A su vez, el asesino interpretado por Liam Neeson, incluso después de haber estado preso y pagado legalmente su falta, sigue perseguido por la memoria del asesinato y de la mirada de Joe chiquito. Alistar, además del remordimiento por la muerte del hermano del chico, parece que no tiene nada en el mundo: vive solo en un departamento chico y ordenado, con pocas cosas, y cuando entra a un bar a tomar un té elige uno pequeño y vacío. Gran parte de los mejores momentos de la película lo conforman los fragmentos de la vida cotidiana de Alistar: sus movimientos, pesados y esforzados, como los de un gigante doblegado por el tiempo; la ropa que usa, casual pero ligeramente acomodada a la moda de los 70 (en especial los zapatos); sus paseos por la calle, siempre apurado y esquivando gente de manera torpe. El hecho de que Alistar no esté arrepentido del asesinato de James (lo que lo atormenta es la mirada infantil de Joe, no el hecho en sí) también es un acierto: el personaje parece querer conocer al hermanito de la víctima, hablar con él para pedirle que lo olvide y nada más; Alistar nunca busca su perdón.
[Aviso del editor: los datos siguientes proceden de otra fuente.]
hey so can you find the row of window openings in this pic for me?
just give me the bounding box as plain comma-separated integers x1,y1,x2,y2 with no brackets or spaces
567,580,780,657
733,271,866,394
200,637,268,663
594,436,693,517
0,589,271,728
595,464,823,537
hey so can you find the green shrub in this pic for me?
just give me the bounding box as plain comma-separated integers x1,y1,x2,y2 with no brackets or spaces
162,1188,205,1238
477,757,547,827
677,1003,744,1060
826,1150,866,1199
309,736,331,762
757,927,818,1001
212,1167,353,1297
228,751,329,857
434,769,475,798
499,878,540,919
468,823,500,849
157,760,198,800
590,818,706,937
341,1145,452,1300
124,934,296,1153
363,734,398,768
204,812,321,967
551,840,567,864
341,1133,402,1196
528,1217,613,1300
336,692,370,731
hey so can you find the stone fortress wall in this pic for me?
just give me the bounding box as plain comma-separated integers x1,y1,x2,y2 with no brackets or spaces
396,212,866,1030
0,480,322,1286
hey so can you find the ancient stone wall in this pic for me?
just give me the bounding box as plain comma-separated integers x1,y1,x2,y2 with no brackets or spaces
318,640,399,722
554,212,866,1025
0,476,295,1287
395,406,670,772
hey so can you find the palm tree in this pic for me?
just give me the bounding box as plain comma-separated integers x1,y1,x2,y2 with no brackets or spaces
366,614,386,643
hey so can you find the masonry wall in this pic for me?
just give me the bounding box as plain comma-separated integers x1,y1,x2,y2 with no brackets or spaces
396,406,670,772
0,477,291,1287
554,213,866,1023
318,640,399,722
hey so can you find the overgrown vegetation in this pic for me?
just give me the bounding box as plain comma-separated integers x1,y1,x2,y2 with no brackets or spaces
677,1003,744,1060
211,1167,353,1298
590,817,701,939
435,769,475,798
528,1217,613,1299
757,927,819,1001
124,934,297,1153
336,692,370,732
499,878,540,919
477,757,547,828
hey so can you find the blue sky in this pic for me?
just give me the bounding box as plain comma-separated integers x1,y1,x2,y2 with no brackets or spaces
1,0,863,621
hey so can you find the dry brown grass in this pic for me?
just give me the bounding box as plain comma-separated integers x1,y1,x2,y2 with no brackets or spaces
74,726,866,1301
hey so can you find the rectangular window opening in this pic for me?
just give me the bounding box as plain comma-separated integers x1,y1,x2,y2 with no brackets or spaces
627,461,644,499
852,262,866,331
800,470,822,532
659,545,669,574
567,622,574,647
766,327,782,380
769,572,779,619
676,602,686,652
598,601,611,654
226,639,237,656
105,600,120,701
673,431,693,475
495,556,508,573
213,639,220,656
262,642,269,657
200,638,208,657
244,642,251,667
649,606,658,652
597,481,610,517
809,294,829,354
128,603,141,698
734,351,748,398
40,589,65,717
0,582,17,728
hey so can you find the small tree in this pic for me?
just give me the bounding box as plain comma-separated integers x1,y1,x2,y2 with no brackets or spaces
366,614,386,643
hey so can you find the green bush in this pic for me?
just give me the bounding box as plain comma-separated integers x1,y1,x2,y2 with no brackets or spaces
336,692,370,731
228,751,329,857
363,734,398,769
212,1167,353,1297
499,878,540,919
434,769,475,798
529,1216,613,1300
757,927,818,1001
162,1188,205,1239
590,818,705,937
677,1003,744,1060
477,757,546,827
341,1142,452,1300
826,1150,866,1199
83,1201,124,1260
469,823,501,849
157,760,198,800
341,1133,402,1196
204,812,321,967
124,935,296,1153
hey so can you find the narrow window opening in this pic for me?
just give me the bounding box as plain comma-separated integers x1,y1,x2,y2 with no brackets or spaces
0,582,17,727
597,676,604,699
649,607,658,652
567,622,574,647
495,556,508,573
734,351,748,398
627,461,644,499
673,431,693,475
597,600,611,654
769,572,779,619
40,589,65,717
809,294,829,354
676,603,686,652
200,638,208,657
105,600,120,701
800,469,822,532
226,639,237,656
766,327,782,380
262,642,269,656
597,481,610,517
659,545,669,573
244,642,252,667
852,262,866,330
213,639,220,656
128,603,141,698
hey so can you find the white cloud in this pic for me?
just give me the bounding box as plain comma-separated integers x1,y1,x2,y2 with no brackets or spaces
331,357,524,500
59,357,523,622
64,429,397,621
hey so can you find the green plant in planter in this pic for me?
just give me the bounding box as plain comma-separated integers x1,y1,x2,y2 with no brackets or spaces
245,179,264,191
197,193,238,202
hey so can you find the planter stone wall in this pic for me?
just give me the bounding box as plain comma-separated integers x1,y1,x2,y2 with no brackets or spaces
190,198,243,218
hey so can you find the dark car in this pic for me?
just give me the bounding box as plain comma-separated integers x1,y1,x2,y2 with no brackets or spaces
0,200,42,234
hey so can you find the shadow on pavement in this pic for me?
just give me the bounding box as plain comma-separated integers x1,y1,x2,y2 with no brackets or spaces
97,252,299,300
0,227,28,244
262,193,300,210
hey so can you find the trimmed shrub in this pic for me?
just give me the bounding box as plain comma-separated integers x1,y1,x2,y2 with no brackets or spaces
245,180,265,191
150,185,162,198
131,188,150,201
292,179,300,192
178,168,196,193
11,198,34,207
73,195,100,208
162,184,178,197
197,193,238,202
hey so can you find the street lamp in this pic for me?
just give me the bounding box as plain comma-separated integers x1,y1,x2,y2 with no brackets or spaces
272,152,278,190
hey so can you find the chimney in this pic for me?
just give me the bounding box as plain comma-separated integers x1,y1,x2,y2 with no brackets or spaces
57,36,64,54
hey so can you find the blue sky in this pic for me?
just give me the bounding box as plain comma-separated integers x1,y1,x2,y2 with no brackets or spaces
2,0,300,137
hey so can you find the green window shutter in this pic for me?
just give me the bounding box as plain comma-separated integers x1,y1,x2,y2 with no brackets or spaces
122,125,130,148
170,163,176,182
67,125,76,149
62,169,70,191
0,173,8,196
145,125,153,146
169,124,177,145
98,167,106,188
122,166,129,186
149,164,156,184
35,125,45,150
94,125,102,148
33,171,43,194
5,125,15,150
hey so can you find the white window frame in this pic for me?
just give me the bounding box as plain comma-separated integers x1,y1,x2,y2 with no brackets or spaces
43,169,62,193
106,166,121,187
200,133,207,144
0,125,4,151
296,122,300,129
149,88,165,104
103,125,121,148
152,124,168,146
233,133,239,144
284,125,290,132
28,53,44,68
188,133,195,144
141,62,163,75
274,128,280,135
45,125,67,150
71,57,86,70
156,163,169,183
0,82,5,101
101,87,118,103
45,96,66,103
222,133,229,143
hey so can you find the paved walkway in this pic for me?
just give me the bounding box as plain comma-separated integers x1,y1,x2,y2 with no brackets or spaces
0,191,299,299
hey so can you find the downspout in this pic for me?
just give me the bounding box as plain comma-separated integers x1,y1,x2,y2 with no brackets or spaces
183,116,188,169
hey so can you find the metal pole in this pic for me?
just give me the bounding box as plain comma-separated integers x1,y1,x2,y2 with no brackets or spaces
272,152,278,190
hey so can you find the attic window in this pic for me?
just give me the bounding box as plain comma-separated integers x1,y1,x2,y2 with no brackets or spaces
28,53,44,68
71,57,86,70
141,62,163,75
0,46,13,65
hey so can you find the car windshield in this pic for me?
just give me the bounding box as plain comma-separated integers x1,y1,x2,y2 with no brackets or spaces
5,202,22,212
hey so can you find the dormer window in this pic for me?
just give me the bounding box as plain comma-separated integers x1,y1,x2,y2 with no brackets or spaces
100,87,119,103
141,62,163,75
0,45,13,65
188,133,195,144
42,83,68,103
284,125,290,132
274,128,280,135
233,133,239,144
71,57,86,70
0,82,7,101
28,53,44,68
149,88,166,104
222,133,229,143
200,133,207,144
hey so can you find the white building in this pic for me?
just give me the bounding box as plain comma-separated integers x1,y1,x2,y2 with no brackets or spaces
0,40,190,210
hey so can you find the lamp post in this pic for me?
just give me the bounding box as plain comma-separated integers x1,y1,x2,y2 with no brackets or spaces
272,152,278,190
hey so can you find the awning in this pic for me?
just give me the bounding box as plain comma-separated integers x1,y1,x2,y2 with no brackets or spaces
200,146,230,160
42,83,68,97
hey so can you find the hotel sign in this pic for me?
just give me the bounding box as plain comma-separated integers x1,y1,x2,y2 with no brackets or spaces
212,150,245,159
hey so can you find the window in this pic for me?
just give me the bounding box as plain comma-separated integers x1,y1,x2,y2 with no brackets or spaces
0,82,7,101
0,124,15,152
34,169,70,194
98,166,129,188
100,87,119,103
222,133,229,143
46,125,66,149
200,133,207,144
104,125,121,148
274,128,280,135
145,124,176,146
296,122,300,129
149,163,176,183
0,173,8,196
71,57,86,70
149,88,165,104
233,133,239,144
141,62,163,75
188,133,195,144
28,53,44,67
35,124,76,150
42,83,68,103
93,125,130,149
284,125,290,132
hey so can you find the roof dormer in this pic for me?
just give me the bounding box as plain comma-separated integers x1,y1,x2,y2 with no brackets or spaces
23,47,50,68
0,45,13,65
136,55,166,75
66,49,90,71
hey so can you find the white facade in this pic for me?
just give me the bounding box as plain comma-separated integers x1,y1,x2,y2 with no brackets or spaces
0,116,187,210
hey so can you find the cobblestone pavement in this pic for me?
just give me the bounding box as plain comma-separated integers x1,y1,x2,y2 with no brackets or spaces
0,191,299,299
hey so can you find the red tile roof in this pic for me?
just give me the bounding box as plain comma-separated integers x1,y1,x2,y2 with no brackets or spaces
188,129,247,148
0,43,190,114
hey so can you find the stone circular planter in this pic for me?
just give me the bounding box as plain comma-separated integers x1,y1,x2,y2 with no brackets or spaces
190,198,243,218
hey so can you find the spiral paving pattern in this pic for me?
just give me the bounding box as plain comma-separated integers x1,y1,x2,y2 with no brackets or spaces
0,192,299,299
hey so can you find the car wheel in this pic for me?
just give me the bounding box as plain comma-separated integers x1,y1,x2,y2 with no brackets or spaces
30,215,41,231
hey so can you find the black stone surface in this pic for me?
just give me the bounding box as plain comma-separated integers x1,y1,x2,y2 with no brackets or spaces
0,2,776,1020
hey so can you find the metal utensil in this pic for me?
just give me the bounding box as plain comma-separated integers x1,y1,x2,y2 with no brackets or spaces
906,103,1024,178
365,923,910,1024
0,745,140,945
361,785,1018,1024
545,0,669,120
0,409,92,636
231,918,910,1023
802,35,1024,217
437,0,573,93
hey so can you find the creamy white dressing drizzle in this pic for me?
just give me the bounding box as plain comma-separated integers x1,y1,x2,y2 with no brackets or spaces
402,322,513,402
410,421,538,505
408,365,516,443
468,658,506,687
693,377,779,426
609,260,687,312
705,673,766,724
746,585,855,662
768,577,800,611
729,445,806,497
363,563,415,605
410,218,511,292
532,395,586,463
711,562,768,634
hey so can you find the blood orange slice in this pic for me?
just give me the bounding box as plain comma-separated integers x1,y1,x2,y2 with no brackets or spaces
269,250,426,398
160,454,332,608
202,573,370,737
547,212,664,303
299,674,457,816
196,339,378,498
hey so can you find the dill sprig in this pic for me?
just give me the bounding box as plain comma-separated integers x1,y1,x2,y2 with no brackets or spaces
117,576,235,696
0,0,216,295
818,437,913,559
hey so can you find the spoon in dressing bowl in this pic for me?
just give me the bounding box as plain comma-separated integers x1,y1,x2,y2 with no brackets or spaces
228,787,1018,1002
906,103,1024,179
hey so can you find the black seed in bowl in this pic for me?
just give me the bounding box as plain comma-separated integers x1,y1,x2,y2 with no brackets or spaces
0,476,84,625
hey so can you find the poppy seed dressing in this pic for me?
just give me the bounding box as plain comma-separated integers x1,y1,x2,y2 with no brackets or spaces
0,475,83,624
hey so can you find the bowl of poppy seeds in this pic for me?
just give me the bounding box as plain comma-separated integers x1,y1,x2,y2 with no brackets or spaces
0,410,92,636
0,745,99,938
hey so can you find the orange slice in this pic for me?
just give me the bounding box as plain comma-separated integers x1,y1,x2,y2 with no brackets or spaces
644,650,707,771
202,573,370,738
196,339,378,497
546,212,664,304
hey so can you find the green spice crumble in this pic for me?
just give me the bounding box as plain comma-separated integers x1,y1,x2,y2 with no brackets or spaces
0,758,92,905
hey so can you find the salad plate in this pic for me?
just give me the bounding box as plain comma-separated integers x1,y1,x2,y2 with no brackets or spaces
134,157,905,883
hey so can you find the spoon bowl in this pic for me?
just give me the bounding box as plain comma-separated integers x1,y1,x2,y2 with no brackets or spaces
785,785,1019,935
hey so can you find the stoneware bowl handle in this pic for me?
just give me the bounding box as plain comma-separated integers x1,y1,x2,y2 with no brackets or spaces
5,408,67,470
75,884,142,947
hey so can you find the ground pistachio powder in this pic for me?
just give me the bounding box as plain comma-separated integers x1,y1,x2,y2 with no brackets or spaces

Hirschbiegel no es sutil pero sus personajes son densos y soportan el peso de varios diálogos y gestos sobrecargados. Y resulta muy placentero ver una película que pone en crisis la tensión cinematográfica habitual entre víctimas y victimarios: después de Cinco minutos de gloria, es inevitable pensar que muchas películas se parecen al programa de televisión que reúne a Alistar y Joe, donde las palabras reconciliación y perdón estarían en función de un espectáculo calculado para producir emociones cómodas y tranquilizadoras. El final de Cinco minutos de gloria, seco, cortante (y no por eso menos generoso con sus personajes) toma distancia de esos relatos y, felizmente, no aspira a opinar sobre la historia política de Irlanda ni a ser un comentario tibio sobre temas como la venganza o la justicia por mano propia. Un conflicto de décadas se resuelve con un llamado por celular y apenas un par de palabras: pocas películas con temáticas similares habrán tenido un desenlace tan limpio y justo como el de Cinco minutos de gloria.